Adding an Animated Pen
The next step is to add a pen and animate it to follow the writing. For this test I just modeled a very simple stand-in pen object. I then added an armature with a single bone and parented the pen model to that bone (I’m not really sure if the armature is gaining me much over controlling the pen object directly, but I expect the armature approach will be useful in the final shot, so I’m using it now):
Now the first part is easy: I just want the tip of the pen to follow the “Signature-Path” object. That I do with a “Follow Path” bone constraint:
This would produce an animation that might be acceptable for some purposes. But I want the pen to move a little bit more naturally (especially since I also plan to add a hand holding it later). When you write with a pen, you don’t usually write with your whole arm, nor do you hold the pen perfectly straight relative to the paper. Instead you mostly control the pen with your wrist, so that the top of the pen follows a much smoother path than the tip in contact with the surface. To get this effect, I created a second curve/path object in Blender (directly this time), approximating a smoothed out version of the pen’s motion.

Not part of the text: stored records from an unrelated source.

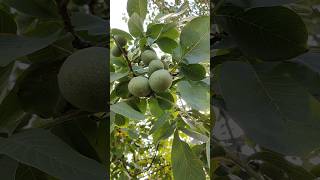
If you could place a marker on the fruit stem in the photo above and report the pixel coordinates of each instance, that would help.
(125, 54)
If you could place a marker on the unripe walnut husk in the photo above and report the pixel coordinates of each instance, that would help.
(83, 79)
(165, 64)
(139, 86)
(121, 40)
(147, 56)
(160, 80)
(116, 52)
(155, 65)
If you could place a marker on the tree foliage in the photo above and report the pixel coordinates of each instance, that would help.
(265, 84)
(160, 119)
(43, 135)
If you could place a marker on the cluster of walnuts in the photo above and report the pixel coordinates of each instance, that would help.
(158, 78)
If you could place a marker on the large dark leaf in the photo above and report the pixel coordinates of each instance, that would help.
(195, 40)
(12, 47)
(93, 24)
(39, 92)
(137, 6)
(43, 8)
(7, 23)
(39, 147)
(293, 171)
(11, 113)
(259, 3)
(8, 168)
(185, 165)
(271, 107)
(269, 33)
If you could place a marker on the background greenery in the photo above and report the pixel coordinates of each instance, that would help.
(162, 136)
(265, 59)
(42, 135)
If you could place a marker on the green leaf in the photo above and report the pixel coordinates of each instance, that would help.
(293, 171)
(163, 132)
(268, 33)
(12, 47)
(195, 94)
(117, 76)
(195, 40)
(260, 3)
(86, 22)
(8, 168)
(38, 147)
(122, 33)
(195, 135)
(160, 122)
(165, 100)
(194, 72)
(137, 6)
(5, 73)
(43, 8)
(30, 173)
(185, 165)
(127, 111)
(167, 45)
(11, 113)
(135, 25)
(157, 31)
(155, 109)
(39, 91)
(271, 107)
(8, 25)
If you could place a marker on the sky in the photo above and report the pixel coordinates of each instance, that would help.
(117, 9)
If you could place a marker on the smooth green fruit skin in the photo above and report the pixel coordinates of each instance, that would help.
(121, 40)
(160, 80)
(166, 65)
(147, 56)
(83, 79)
(116, 52)
(155, 65)
(139, 86)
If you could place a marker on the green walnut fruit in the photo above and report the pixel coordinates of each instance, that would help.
(160, 80)
(119, 120)
(155, 65)
(83, 79)
(139, 86)
(121, 40)
(116, 52)
(147, 56)
(166, 65)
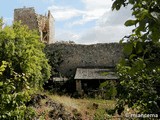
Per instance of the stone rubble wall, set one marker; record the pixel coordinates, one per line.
(86, 56)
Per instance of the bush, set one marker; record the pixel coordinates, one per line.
(23, 69)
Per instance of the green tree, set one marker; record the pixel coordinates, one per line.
(24, 68)
(139, 71)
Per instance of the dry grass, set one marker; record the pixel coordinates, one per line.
(84, 106)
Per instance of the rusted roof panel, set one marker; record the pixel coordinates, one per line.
(106, 74)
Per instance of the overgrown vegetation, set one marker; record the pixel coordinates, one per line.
(23, 69)
(139, 71)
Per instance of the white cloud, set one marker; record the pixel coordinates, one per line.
(109, 24)
(97, 4)
(92, 11)
(64, 13)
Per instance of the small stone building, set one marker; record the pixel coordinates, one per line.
(87, 78)
(43, 24)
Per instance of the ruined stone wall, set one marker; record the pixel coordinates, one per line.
(51, 28)
(27, 17)
(43, 24)
(88, 56)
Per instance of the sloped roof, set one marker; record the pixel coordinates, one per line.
(89, 74)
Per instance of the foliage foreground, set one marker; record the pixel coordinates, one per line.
(23, 69)
(139, 71)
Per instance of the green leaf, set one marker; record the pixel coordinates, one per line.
(128, 47)
(130, 22)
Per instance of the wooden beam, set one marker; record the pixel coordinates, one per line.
(79, 86)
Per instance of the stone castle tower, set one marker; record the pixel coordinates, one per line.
(43, 24)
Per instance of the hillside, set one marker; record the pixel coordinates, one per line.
(55, 107)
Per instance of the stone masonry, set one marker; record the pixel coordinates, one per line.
(87, 56)
(43, 24)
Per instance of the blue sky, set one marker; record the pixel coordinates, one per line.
(81, 21)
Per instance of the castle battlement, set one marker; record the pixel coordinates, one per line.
(43, 24)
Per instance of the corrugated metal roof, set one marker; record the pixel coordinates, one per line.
(106, 74)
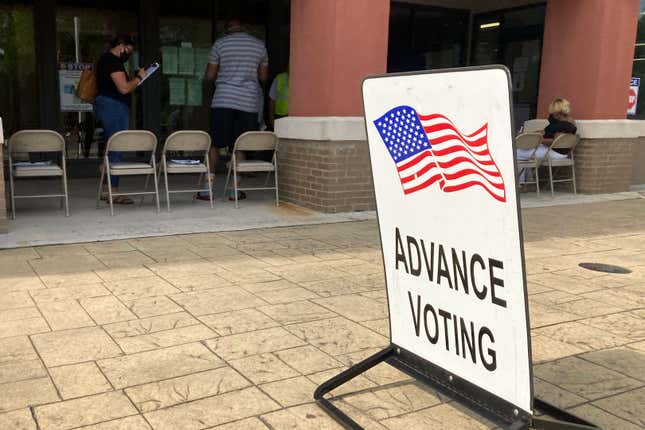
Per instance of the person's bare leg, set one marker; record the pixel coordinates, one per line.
(209, 180)
(213, 158)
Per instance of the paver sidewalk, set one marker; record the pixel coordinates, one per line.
(235, 330)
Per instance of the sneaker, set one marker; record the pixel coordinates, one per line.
(240, 196)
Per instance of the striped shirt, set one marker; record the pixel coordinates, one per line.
(238, 56)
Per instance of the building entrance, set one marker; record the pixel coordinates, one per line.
(56, 39)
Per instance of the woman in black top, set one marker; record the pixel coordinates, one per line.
(560, 120)
(112, 105)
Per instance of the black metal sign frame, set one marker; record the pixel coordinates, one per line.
(470, 395)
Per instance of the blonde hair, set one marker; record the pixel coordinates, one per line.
(560, 106)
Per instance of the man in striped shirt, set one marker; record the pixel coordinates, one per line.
(238, 62)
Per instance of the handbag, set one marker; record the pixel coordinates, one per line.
(87, 88)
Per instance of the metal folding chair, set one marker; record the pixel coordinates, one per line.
(567, 143)
(188, 141)
(129, 141)
(40, 141)
(254, 141)
(530, 142)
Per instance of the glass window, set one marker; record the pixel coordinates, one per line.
(423, 37)
(18, 84)
(638, 68)
(514, 38)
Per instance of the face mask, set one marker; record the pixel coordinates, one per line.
(125, 56)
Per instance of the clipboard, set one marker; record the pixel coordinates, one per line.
(150, 70)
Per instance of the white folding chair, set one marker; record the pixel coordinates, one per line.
(189, 141)
(129, 141)
(254, 141)
(529, 142)
(41, 141)
(566, 143)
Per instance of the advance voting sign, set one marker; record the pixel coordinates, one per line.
(442, 156)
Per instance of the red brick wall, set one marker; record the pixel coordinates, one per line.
(604, 165)
(327, 176)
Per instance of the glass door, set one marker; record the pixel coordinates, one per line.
(185, 38)
(82, 35)
(19, 106)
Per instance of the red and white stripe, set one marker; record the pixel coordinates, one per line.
(463, 160)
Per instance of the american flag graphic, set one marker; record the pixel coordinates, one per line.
(430, 148)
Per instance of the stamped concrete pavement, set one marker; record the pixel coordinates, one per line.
(234, 330)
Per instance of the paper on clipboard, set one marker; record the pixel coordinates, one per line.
(149, 72)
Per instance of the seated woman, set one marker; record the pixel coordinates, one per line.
(560, 122)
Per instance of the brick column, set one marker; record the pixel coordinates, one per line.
(334, 45)
(587, 56)
(604, 165)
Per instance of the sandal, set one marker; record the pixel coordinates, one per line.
(122, 200)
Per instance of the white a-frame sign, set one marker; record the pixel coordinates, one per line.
(443, 162)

I then set up an empty object to follow this path, and of course, animated keyframes for it, so that it would be in about the right position relative to where the pen tip is writing:
And finally, we have one more bone constraint, to make the top of the pen point towards the target empty:
So now the pen tip follows the “Signature-Path” curve, while the top of the pen tracks the “Pen-Top-Target” which is following the “Pen-Top-Path” curve. And that takes us to the finished animation:
Later, I plan to add Georgiana Lerner, holding the pen. I have not figured that part out yet, but I’m hoping I can use this rig to control the IK controller for her hand.